Is it Easy To have A Good house In metro cities in India ? How about New Delhi ?


----------



## noobrex (Apr 17, 2012)

No very costly in metro cheep outside


----------



## kaushik87 (May 26, 2013)

samairawtsn said:


> Is it Easy To have A Good house In metro cities in India ? How about New Delhi ?


depends....im from delhi, and i find it comfortable n easy there (dont ask y im here). by depend i mean the place u choose to stay in delhi. The really good areas have rent for about 40,000 for 2 bedroom.
In good areas about 25,000 for 2 bedroom.

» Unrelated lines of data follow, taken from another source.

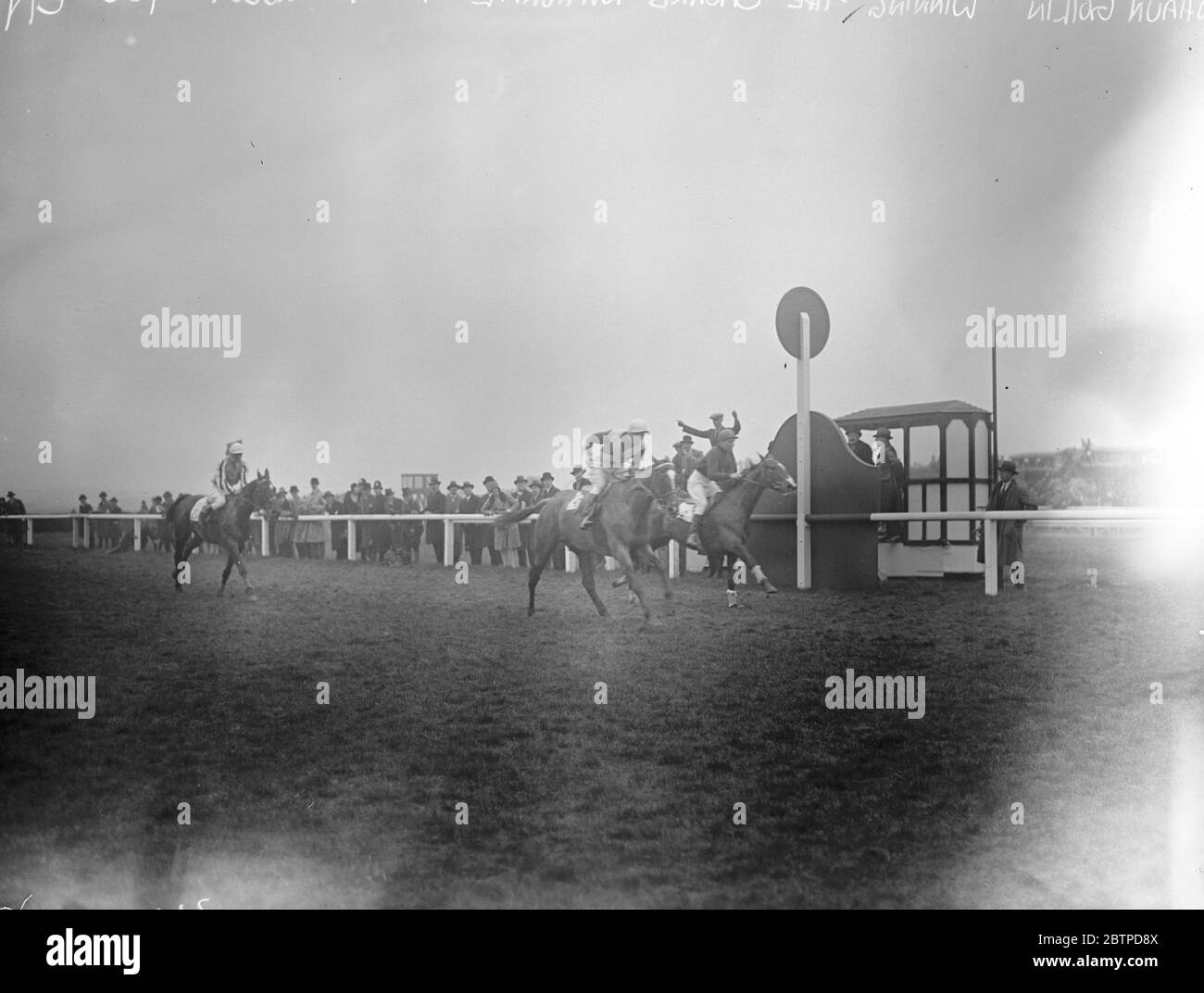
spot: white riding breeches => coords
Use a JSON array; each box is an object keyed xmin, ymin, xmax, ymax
[{"xmin": 685, "ymin": 470, "xmax": 722, "ymax": 514}]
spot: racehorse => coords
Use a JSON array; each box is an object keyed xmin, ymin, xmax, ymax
[
  {"xmin": 494, "ymin": 459, "xmax": 675, "ymax": 623},
  {"xmin": 164, "ymin": 470, "xmax": 273, "ymax": 600},
  {"xmin": 614, "ymin": 455, "xmax": 798, "ymax": 594}
]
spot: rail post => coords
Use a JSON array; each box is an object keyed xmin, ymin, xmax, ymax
[{"xmin": 983, "ymin": 518, "xmax": 999, "ymax": 597}]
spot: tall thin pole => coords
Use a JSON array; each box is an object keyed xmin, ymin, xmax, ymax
[
  {"xmin": 988, "ymin": 321, "xmax": 999, "ymax": 486},
  {"xmin": 795, "ymin": 313, "xmax": 811, "ymax": 590}
]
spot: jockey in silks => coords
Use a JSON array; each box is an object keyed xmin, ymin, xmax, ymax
[
  {"xmin": 685, "ymin": 427, "xmax": 741, "ymax": 551},
  {"xmin": 582, "ymin": 418, "xmax": 651, "ymax": 528},
  {"xmin": 200, "ymin": 438, "xmax": 247, "ymax": 522}
]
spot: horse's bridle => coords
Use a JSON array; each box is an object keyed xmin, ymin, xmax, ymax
[
  {"xmin": 742, "ymin": 459, "xmax": 797, "ymax": 494},
  {"xmin": 635, "ymin": 462, "xmax": 682, "ymax": 514}
]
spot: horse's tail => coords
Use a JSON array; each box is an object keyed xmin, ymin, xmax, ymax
[{"xmin": 494, "ymin": 497, "xmax": 553, "ymax": 525}]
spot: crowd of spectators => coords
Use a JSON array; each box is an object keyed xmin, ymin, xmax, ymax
[{"xmin": 46, "ymin": 468, "xmax": 590, "ymax": 560}]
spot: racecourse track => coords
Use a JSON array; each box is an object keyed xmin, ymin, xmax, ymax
[{"xmin": 0, "ymin": 532, "xmax": 1204, "ymax": 909}]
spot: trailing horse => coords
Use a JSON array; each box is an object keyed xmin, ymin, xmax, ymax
[
  {"xmin": 615, "ymin": 455, "xmax": 798, "ymax": 594},
  {"xmin": 494, "ymin": 461, "xmax": 674, "ymax": 622},
  {"xmin": 164, "ymin": 470, "xmax": 272, "ymax": 600}
]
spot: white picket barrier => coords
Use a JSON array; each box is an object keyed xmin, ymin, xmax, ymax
[{"xmin": 7, "ymin": 507, "xmax": 1204, "ymax": 597}]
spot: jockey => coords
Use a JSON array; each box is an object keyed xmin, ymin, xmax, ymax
[
  {"xmin": 201, "ymin": 438, "xmax": 247, "ymax": 522},
  {"xmin": 686, "ymin": 427, "xmax": 741, "ymax": 551},
  {"xmin": 582, "ymin": 418, "xmax": 650, "ymax": 528}
]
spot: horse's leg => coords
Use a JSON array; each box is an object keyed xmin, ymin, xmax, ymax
[
  {"xmin": 527, "ymin": 535, "xmax": 560, "ymax": 618},
  {"xmin": 233, "ymin": 543, "xmax": 259, "ymax": 602},
  {"xmin": 218, "ymin": 546, "xmax": 238, "ymax": 597},
  {"xmin": 171, "ymin": 532, "xmax": 192, "ymax": 594},
  {"xmin": 633, "ymin": 546, "xmax": 673, "ymax": 599},
  {"xmin": 609, "ymin": 542, "xmax": 653, "ymax": 623},
  {"xmin": 577, "ymin": 551, "xmax": 606, "ymax": 618},
  {"xmin": 727, "ymin": 539, "xmax": 778, "ymax": 594}
]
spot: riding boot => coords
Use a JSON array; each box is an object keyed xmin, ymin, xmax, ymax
[{"xmin": 582, "ymin": 483, "xmax": 610, "ymax": 531}]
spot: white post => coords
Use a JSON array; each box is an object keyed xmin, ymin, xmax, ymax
[
  {"xmin": 795, "ymin": 313, "xmax": 811, "ymax": 590},
  {"xmin": 983, "ymin": 520, "xmax": 999, "ymax": 597}
]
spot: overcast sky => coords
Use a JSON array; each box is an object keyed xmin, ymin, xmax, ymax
[{"xmin": 0, "ymin": 0, "xmax": 1204, "ymax": 509}]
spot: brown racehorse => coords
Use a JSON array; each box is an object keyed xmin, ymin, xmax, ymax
[
  {"xmin": 615, "ymin": 455, "xmax": 798, "ymax": 594},
  {"xmin": 494, "ymin": 461, "xmax": 674, "ymax": 622},
  {"xmin": 164, "ymin": 470, "xmax": 272, "ymax": 600}
]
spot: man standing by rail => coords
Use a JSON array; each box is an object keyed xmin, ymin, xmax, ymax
[{"xmin": 986, "ymin": 459, "xmax": 1036, "ymax": 590}]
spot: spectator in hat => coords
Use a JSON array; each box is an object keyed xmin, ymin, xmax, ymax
[
  {"xmin": 481, "ymin": 475, "xmax": 519, "ymax": 566},
  {"xmin": 673, "ymin": 434, "xmax": 703, "ymax": 496},
  {"xmin": 445, "ymin": 479, "xmax": 464, "ymax": 562},
  {"xmin": 460, "ymin": 480, "xmax": 485, "ymax": 566},
  {"xmin": 515, "ymin": 474, "xmax": 541, "ymax": 570},
  {"xmin": 425, "ymin": 475, "xmax": 448, "ymax": 566},
  {"xmin": 293, "ymin": 477, "xmax": 326, "ymax": 559},
  {"xmin": 4, "ymin": 490, "xmax": 25, "ymax": 547},
  {"xmin": 401, "ymin": 486, "xmax": 426, "ymax": 564},
  {"xmin": 340, "ymin": 480, "xmax": 364, "ymax": 561},
  {"xmin": 986, "ymin": 459, "xmax": 1036, "ymax": 590},
  {"xmin": 844, "ymin": 427, "xmax": 874, "ymax": 466},
  {"xmin": 874, "ymin": 427, "xmax": 907, "ymax": 542},
  {"xmin": 108, "ymin": 497, "xmax": 127, "ymax": 554},
  {"xmin": 92, "ymin": 490, "xmax": 109, "ymax": 551},
  {"xmin": 678, "ymin": 410, "xmax": 741, "ymax": 447},
  {"xmin": 539, "ymin": 471, "xmax": 560, "ymax": 499},
  {"xmin": 364, "ymin": 479, "xmax": 393, "ymax": 566}
]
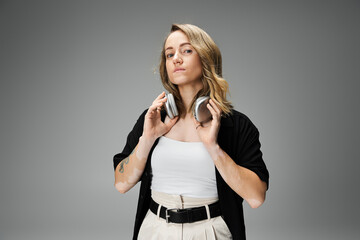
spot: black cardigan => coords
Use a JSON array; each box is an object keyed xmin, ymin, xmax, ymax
[{"xmin": 113, "ymin": 110, "xmax": 269, "ymax": 240}]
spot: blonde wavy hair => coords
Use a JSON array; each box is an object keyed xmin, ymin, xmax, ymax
[{"xmin": 159, "ymin": 24, "xmax": 233, "ymax": 116}]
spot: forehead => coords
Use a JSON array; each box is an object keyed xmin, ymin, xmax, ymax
[{"xmin": 165, "ymin": 30, "xmax": 190, "ymax": 49}]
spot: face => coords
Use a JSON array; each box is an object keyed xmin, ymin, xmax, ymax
[{"xmin": 165, "ymin": 31, "xmax": 202, "ymax": 86}]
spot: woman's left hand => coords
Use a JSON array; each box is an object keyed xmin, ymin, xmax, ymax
[{"xmin": 194, "ymin": 99, "xmax": 221, "ymax": 146}]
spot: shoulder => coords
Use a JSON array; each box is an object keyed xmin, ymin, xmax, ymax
[{"xmin": 222, "ymin": 109, "xmax": 258, "ymax": 132}]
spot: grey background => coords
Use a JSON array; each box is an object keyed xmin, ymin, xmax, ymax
[{"xmin": 0, "ymin": 0, "xmax": 360, "ymax": 240}]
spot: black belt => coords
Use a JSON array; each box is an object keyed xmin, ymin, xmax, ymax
[{"xmin": 150, "ymin": 199, "xmax": 221, "ymax": 223}]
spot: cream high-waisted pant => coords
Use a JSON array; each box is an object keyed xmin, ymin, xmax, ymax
[{"xmin": 138, "ymin": 190, "xmax": 232, "ymax": 240}]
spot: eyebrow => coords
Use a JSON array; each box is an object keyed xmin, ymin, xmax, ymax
[{"xmin": 165, "ymin": 42, "xmax": 191, "ymax": 51}]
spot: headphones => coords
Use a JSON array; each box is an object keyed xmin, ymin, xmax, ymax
[{"xmin": 164, "ymin": 93, "xmax": 211, "ymax": 123}]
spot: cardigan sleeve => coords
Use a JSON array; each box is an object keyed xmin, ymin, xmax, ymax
[
  {"xmin": 113, "ymin": 110, "xmax": 147, "ymax": 171},
  {"xmin": 236, "ymin": 118, "xmax": 269, "ymax": 189}
]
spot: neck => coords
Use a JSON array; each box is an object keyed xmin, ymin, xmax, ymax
[{"xmin": 178, "ymin": 81, "xmax": 202, "ymax": 115}]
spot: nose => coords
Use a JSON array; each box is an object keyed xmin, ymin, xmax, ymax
[{"xmin": 173, "ymin": 51, "xmax": 182, "ymax": 64}]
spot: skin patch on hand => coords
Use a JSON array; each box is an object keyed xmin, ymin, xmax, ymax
[{"xmin": 128, "ymin": 168, "xmax": 142, "ymax": 184}]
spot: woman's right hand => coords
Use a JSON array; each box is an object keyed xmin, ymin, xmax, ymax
[{"xmin": 143, "ymin": 92, "xmax": 178, "ymax": 142}]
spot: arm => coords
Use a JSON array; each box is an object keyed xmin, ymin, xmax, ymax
[
  {"xmin": 194, "ymin": 100, "xmax": 267, "ymax": 208},
  {"xmin": 206, "ymin": 144, "xmax": 267, "ymax": 208},
  {"xmin": 114, "ymin": 136, "xmax": 154, "ymax": 193},
  {"xmin": 114, "ymin": 92, "xmax": 177, "ymax": 193}
]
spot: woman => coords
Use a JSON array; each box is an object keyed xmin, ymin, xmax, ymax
[{"xmin": 114, "ymin": 24, "xmax": 269, "ymax": 239}]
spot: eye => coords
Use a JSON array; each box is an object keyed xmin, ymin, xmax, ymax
[
  {"xmin": 166, "ymin": 53, "xmax": 174, "ymax": 58},
  {"xmin": 183, "ymin": 49, "xmax": 192, "ymax": 54}
]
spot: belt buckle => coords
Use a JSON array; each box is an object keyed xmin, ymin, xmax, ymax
[{"xmin": 165, "ymin": 208, "xmax": 180, "ymax": 223}]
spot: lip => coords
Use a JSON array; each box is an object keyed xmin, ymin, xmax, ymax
[{"xmin": 174, "ymin": 68, "xmax": 185, "ymax": 73}]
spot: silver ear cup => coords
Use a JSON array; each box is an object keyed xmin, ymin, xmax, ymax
[
  {"xmin": 164, "ymin": 93, "xmax": 179, "ymax": 119},
  {"xmin": 193, "ymin": 96, "xmax": 211, "ymax": 122},
  {"xmin": 168, "ymin": 93, "xmax": 179, "ymax": 117}
]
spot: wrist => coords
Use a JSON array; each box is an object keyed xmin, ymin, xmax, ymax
[{"xmin": 139, "ymin": 134, "xmax": 156, "ymax": 147}]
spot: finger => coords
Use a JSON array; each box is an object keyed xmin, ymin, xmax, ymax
[
  {"xmin": 155, "ymin": 91, "xmax": 165, "ymax": 100},
  {"xmin": 149, "ymin": 103, "xmax": 162, "ymax": 112},
  {"xmin": 206, "ymin": 103, "xmax": 217, "ymax": 118},
  {"xmin": 165, "ymin": 116, "xmax": 179, "ymax": 131},
  {"xmin": 193, "ymin": 117, "xmax": 202, "ymax": 130}
]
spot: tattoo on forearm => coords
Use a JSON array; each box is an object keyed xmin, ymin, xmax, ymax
[{"xmin": 119, "ymin": 148, "xmax": 135, "ymax": 173}]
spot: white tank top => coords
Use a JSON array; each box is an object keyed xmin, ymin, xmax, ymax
[{"xmin": 151, "ymin": 136, "xmax": 218, "ymax": 198}]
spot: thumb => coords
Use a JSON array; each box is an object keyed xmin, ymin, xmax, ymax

and , if u intend to buy one in delhi then it is expensive. In south delhi (the best place) a 2 BHK will be nowhere less than 1.25 crore. This is the least.


----------



## SSHARMA (Jun 29, 2013)

Hi .. It depends what you are looking for and budget. visit 

good luck


----------



## jennymom (Jul 15, 2013)

Delhi is very very crowded. You will experience the so called "cultural shock" vey fast. Hopefully you learn fast enough but otherwise that it is a good place to live.It is more expensive than lower tier cities.


----------



## preeti22 (Jan 3, 2013)

Prefer Mumbai .. Mumbai is the best city where you can find good people and affordable houses ..
I used to live in Mumbai and it was a nice and memorable experience. 
Still miss mumbai


----------



## tarunar1 (Jul 29, 2013)

preeti22 said:


> Prefer Mumbai .. Mumbai is the best city where you can find good people and affordable houses ..
> I used to live in Mumbai and it was a nice and memorable experience.
> Still miss mumbai


Delhi is good and cheaper than mumbai.


----------



## ramkmrt1 (Aug 7, 2013)

Metro is not costly and its facilities are so good and comfortable.


----------



## preeti22 (Jan 3, 2013)

tarunar1 said:


> Delhi is good and cheaper than mumbai.


I dont think so., Delhi is the capital so the prices are tend to be high


----------



## tarunar1 (Jul 29, 2013)

preeti22 said:


> I dont think so., Delhi is the capital so the prices are tend to be high


Since Delhi is capital it is cheaper. Check the petrol price in Delhi and compare with Mumbai .


----------